While the bad financial behavior of large corporations such as Enron are often told as anecdotal warnings to small businesses, small business owners often practice creative accounting in order to reduce tax bills and attract investors. Privately owned small businesses have a distinct advantage over large, publicly traded corporations - there is no necessity for financial transparency, except to major private shareholders. However, small business owners should remember that even the smallest form of creative accounting - such as not printing receipts to understate earnings - can have a massive negative impact on your company if the IRS decides to audit your company, and can cause even worse problems if your company is found guilty of tax evasion and fraud. Here are some suggestions to keep your company on track and out of trouble.

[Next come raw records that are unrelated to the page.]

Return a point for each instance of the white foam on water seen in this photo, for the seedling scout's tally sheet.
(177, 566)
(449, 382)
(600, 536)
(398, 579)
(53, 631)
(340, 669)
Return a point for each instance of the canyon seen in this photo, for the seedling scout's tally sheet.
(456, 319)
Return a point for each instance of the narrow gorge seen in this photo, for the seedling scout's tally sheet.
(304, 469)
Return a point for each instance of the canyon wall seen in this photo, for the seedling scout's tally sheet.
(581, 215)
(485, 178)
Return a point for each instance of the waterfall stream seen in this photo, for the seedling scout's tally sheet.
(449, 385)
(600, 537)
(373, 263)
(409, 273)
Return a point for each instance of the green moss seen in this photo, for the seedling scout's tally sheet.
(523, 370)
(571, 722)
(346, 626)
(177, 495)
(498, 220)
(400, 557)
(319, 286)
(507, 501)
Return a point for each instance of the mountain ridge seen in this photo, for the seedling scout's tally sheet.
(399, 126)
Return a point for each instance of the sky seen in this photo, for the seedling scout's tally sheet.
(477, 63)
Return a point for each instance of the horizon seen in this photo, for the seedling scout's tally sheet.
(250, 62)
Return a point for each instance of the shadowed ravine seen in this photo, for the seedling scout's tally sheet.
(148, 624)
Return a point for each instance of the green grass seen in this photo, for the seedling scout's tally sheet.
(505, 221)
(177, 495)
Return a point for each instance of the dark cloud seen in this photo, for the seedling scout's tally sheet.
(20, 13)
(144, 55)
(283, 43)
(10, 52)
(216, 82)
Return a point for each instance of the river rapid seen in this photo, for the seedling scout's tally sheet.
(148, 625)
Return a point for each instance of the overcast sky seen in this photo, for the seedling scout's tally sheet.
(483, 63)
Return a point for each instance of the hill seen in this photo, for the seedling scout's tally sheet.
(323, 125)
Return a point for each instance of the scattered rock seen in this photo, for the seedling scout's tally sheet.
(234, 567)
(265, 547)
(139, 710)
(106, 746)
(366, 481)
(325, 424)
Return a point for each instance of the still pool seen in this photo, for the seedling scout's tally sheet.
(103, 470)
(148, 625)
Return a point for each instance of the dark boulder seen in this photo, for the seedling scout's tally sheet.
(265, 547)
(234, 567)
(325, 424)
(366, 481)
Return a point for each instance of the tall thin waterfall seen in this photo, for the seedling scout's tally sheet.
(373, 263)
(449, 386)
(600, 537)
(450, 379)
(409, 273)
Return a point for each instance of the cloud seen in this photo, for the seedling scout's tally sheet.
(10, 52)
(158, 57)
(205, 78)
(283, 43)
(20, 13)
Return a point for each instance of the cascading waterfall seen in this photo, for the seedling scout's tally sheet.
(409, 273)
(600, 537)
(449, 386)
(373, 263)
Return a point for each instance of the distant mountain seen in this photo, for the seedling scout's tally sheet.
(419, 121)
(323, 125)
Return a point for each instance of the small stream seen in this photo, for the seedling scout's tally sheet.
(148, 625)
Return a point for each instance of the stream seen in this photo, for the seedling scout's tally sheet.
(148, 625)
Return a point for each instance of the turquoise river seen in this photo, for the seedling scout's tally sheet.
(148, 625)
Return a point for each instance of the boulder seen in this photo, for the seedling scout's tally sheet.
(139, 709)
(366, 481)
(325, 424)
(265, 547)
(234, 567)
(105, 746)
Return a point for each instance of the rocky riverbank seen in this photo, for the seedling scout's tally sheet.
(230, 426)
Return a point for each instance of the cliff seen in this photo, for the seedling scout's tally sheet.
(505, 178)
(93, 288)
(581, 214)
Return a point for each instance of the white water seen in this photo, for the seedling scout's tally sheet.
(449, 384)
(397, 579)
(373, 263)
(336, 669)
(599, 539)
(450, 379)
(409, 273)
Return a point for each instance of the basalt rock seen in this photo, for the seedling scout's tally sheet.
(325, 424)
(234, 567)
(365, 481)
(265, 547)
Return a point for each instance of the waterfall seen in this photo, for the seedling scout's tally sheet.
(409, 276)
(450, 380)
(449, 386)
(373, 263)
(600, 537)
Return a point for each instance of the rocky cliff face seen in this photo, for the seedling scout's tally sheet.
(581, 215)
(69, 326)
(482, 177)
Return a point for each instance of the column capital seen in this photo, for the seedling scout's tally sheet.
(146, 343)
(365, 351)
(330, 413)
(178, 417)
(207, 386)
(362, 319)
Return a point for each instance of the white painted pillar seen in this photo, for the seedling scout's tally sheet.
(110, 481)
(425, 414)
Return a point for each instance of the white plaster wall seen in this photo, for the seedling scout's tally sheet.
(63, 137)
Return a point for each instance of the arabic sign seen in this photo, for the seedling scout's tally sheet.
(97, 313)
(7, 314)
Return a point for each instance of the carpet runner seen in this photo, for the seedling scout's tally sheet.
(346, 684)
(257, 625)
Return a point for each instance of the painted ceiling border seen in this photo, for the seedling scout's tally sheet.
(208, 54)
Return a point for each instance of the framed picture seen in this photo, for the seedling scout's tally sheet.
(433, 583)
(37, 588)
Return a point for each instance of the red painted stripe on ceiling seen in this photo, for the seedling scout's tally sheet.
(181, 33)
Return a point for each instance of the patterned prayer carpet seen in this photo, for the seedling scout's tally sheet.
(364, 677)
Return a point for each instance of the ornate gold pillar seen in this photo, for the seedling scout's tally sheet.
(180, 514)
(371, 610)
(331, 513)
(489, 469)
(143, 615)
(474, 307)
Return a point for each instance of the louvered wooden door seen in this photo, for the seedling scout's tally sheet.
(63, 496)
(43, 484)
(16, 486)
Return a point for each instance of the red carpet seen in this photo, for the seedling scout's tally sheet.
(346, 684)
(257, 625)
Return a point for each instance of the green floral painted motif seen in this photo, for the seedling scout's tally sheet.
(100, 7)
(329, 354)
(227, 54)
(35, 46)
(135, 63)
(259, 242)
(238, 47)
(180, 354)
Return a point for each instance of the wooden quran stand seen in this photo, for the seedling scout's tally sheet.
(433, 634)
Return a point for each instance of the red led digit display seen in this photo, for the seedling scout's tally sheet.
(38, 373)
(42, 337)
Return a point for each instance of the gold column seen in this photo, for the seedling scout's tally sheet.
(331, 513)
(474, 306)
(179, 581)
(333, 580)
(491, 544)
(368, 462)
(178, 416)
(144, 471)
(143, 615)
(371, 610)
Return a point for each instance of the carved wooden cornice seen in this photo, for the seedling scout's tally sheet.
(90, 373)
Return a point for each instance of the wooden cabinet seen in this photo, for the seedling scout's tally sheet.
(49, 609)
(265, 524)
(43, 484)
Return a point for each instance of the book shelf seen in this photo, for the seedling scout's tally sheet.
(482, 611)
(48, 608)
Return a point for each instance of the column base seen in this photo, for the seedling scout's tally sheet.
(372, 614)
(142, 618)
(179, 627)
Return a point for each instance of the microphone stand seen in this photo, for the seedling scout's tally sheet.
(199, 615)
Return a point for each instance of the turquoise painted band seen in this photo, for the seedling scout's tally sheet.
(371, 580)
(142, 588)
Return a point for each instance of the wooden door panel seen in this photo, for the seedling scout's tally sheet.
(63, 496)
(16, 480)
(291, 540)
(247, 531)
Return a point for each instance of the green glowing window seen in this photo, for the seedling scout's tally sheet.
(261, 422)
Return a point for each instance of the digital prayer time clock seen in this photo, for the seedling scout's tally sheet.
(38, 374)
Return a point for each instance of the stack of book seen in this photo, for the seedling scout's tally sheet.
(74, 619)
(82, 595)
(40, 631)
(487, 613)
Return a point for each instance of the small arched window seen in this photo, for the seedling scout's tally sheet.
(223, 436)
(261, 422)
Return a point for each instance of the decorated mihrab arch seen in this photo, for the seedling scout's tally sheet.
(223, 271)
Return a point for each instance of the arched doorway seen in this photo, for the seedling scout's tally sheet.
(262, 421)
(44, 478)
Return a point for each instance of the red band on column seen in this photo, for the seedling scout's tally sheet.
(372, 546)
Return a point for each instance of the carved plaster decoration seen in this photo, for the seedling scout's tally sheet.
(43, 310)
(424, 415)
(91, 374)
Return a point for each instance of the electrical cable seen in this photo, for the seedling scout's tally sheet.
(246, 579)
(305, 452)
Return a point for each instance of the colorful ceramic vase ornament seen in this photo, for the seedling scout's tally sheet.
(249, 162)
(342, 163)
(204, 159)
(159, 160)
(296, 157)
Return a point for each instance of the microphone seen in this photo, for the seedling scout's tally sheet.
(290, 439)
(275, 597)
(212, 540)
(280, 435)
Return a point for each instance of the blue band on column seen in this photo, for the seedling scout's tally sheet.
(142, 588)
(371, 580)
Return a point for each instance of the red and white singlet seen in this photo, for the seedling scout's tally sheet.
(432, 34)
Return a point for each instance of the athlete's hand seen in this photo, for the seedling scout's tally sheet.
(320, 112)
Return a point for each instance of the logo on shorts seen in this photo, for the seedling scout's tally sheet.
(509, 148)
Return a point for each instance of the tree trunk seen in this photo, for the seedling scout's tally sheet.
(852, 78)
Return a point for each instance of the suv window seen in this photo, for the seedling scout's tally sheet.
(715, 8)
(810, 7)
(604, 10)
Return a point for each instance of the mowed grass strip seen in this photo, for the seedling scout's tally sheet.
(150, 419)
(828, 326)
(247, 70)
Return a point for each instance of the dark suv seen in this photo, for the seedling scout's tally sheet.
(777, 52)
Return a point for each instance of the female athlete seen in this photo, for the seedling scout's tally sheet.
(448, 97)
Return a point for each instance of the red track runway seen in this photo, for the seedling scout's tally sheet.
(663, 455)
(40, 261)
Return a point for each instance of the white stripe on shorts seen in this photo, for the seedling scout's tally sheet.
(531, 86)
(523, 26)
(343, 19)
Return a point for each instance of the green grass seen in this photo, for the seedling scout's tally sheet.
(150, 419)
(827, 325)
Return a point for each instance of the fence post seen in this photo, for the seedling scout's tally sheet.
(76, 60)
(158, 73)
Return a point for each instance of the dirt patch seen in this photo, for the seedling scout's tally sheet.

While understating profits for the purpose of lower taxes may seem like a solid idea and a victimless crime, this can negatively impact your company's credit in the future. Your legally reported profits are all kept on record, and banks, venture capitalists and angel investors will unlikely back you with capital if your record of sales growth is poor. In addition, abusing capital losses on your tax returns to reduce taxes owed can have a negative impact on future financing, as banks may require larger amounts of collateral in exchange for a loan. This can also damage your ability to qualify for Social Security benefits years later. As the owner of this small business, your own personal standing is directly linked to your business' tax returns, and all these drawbacks will be applied to your personal taxes and loans as well. To top of all this nastiness, an IRS audit will quickly identify misreported earnings, and the penalties are steep.

Therefore, it's important that small businesses, even ones without professional accountants, keep careful tabs on their revenue and expenditures. First keep all receipts - cash, check or credit card - and make sure every penny received in and paid out of the company's coffers is recorded in a ledger, preferably digital. Gains and losses on investments and loans should be dated and recorded properly and attributed to the correct parties. As a small business owner, the easiest way to stick to this system is to keep all personal and business transactions separate. Keep a business bank account and credit card for use only with business related transactions. If you use your personal account to cover business costs, issue yourself a receipt and reimburse yourself out of the company account. This seemingly redundant action will keep both accounts neatly compartmentalized.
If your company wants to keep the majority of its profits safe from corporate sales taxes, then consider investing in tax-free retirement funds or trusts. There are numerous conservative investment vehicles that allow small business owners to preserve their capital for retirement and future generations. This allows your company to report honest profits - thus gaining credit for loans and financing - while preserving the maximum amount of your earnings.